On the third week of this course, we looked at large scale mapping of Twitter data. The researchers running the course to running a project that mapped the content of every Twitter account right across Australia, around 870 million tweets.
This is a departure from previous studies I have looked at that focus on specific hashtags. While the data sets are often very large and wide-ranging in content, they don’t necessarily provide a good context for Twitter usage – there’s a better explanation of this on page two of this document: http://eprints.qut.edu.au/82986/1/A%20Big%20Data%20Approach%20to%20Mapping%20the%20Australian%20Twittersphere.pdf
The method used was similar to in my previous Social Media course, in which nodes in a network were grouped according to nodes and edges, but in a more complex fashion than previously, due to the size of the data, as in this quote from the course material
For example, two nodes that share an edge may be close together, and closer still if that edge has a high weight.
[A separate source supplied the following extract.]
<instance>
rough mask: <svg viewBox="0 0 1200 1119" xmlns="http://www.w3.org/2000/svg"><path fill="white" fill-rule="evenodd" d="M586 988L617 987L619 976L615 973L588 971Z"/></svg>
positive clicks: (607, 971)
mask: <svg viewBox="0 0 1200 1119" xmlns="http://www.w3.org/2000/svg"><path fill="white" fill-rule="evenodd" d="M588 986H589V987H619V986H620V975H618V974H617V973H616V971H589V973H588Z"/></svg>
But as the algorithm works through all of the nodes and edges in the network, conflicts emerge: a group of nodes may all be strongly connected and so are bunched close together, but where should we place a new node that has just one strong connection to one node within that group?
This affect the type of visualisation that you need to use.
As with my previous course, this course focused on how nodes in a network take on different importance when regarded in different ways. For example, the most important node might be the one with the most direct connections, or it might be the one with the shortest routes to other major nodes – a node that connects several unrelated clusters.